Albert Lee Smith III Eunie Smith
Albert Lee Smith, III (left), Eunie Smith (middle), and Honorable Ed Meese (right).

Smith's resume is quite impressive. She graduated cum laude with a Bachelor of Arts from Vanderbilt University. Along with her time with Eagle Forum, she also volunteers with the Junior League of Birmingham and Concerned Women for America. Smith has served on the Alabama Supreme Court's Standing Committee on Judicial Ethics, numerous Governor's Commissions, and was a member of the Council for National Policy. The board positions and leadership positions Smith has served on are multiple and broad. In 2011, Eunie Smith was elected Chairman of the Southern Baptist Convention (SBC) Ethics and Religious Liberties Commission, the successor to the SBC Public Affairs Committee, which Albert Lee had chaired in 1991.

"We really have addressed all kinds of issues over the years," Smith said.

There is no arguing that the pro-family organization that Smith leads has made a difference across the nation. The late Rush Limbaugh spoke to Eagle Forum in 1994, saying, "You Eagles were out in front when out in front was not popular. Because of Eagle Forum, this nation is better off today."
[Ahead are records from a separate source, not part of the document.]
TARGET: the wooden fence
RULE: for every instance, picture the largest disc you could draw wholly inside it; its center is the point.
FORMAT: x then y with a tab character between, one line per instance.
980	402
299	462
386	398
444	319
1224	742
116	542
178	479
Smith believes in the Constitution, the protection of life, abstinence education, challenging illegal immigration and exposing the effects of public policy.

"Not many other organizations have tackled such diverse issues as the defense of marriage and national defense – including both space defense & the feminization of the military," Smith said during a speech in 2017.

Her heart for the family, the state and the nation has covered all walks of life and will continue to do so for years to come, thanks to her impact and the people she has inspired. But for Smith, it is not about her or what she has done. It's about God and what He has allowed her to do.

"It has been a blessing to be able to learn about all these issues and to be able to educate, inform and let others know they can really make an impact in public policy," said Smith.